Una volta stabilita finalmente la data del congresso Pd e scelto il nuovo leader, resterà ancora tutto da fare. Ricostruire il principale partito del centrosinistra, oggi evaporato dal punto di vista organizzativo, culturale, ideale. Sperimentare la possibilità che dai movimenti che si stanno costituendo in modo spontaneo in tutta Italia nasca qualcosa di simile al Podemos spagnolo. E cercare il pezzo mancante, l’ala cattolica, moderata, popolare, merkeliana si direbbe, che dà segni di insofferenza nei confronti di Salvini. Si prepara per il 30 novembre un’iniziativa che metterà insieme le principali associazioni ecclesiali (Azione cattolica, Acli) con la Cisl e la Comunità di Sant’Egidio sull’Europa.

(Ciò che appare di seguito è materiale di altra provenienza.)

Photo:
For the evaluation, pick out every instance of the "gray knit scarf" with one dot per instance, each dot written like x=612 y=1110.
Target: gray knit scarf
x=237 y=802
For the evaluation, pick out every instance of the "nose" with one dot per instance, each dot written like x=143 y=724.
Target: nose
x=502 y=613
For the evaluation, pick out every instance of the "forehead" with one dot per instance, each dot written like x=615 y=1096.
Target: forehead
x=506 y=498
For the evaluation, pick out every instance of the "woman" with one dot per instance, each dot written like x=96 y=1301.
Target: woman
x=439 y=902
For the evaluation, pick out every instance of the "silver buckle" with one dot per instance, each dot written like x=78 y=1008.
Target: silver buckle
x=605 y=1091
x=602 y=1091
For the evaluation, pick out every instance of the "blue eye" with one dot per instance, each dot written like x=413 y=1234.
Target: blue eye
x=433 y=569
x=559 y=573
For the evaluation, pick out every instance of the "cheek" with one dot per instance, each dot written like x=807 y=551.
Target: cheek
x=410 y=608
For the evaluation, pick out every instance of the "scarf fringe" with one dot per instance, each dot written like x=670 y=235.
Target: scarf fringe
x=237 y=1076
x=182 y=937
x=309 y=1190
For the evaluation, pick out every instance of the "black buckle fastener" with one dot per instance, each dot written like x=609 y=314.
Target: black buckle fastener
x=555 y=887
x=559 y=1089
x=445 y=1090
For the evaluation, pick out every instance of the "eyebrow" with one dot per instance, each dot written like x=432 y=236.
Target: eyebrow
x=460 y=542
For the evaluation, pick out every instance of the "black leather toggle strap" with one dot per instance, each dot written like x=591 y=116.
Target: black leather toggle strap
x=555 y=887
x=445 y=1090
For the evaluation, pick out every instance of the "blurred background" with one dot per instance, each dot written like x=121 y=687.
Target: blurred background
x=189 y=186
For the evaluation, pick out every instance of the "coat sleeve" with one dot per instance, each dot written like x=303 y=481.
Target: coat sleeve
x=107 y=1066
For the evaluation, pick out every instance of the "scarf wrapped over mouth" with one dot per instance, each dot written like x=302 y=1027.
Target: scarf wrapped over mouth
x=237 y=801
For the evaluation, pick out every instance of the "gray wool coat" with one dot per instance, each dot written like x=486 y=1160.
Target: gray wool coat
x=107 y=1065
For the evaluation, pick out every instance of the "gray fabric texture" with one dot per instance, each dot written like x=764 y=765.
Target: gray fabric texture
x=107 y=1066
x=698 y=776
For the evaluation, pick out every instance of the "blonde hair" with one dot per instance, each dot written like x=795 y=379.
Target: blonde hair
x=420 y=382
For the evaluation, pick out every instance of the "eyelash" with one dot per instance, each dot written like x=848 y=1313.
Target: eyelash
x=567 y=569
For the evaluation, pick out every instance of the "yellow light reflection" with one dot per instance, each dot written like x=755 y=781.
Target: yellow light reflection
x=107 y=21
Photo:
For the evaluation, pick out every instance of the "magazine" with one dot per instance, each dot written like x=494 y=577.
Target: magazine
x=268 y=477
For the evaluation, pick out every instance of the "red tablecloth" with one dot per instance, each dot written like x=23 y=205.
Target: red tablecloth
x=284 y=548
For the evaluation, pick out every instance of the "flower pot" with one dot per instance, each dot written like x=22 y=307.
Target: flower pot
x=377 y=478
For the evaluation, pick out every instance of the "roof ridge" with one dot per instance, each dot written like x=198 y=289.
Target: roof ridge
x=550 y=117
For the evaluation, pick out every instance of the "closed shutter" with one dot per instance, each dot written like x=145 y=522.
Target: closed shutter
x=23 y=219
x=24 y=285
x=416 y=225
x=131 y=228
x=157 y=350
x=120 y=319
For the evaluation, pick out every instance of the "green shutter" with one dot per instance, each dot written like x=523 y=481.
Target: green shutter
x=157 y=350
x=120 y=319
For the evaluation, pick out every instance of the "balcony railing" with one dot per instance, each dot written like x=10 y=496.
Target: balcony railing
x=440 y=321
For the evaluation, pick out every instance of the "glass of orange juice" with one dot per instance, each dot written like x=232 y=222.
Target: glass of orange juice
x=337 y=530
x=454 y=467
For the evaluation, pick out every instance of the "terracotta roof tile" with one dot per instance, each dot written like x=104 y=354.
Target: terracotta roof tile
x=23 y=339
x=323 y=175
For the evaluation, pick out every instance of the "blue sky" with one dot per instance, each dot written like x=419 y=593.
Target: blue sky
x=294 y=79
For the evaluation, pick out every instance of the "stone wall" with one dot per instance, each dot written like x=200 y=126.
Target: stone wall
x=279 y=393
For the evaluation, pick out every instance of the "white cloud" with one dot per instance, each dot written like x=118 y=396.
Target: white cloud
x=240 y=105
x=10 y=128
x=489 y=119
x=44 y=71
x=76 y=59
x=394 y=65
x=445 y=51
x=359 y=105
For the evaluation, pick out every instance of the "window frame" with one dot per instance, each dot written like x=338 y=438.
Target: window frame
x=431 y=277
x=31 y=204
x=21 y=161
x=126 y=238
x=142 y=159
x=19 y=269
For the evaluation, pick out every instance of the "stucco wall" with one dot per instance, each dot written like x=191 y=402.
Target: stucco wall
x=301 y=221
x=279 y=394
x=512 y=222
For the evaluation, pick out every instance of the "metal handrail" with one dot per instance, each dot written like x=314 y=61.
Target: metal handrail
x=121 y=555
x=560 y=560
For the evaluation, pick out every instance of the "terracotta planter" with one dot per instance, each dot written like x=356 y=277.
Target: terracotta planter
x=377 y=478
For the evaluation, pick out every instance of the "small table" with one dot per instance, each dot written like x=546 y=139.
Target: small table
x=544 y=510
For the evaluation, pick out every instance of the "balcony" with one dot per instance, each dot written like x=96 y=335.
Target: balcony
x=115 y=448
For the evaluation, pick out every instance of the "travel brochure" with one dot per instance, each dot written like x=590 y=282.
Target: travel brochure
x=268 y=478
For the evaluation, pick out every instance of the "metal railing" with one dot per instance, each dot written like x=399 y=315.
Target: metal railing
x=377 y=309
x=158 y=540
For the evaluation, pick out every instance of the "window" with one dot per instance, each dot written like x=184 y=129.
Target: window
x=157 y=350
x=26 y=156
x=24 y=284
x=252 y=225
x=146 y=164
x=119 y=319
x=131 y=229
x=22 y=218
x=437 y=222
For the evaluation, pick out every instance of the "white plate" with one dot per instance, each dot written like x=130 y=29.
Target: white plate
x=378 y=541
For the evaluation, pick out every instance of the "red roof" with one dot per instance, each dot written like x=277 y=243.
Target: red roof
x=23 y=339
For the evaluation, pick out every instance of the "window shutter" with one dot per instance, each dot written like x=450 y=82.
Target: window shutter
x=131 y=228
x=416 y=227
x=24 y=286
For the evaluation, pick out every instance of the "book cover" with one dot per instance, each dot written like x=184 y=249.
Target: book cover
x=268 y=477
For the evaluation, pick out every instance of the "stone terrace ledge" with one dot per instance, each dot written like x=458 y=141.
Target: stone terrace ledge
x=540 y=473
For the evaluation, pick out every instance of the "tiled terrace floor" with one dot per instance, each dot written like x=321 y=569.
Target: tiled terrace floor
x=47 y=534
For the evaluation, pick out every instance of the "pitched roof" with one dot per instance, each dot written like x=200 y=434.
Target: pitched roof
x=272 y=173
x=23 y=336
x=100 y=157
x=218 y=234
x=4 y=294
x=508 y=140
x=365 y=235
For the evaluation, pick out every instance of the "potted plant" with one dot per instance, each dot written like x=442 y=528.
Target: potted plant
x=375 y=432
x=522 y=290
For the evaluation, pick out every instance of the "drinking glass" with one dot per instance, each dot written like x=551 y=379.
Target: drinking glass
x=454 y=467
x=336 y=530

Altre seguiranno. In una ricerca che è appena all’inizio. In un cammino che non può prescindere da quella che Pietro Polito nell’introduzione all’elogio di Bobbio definisce «la lega dei miti»: «Uomini e donne comuni che nell’ora della scelta ritrovano in sé i valori più antichi e semplici». Importante è che, in questo cammino, ognuno permetta all’altro di esistere, lasciare essere l’altro quello che è.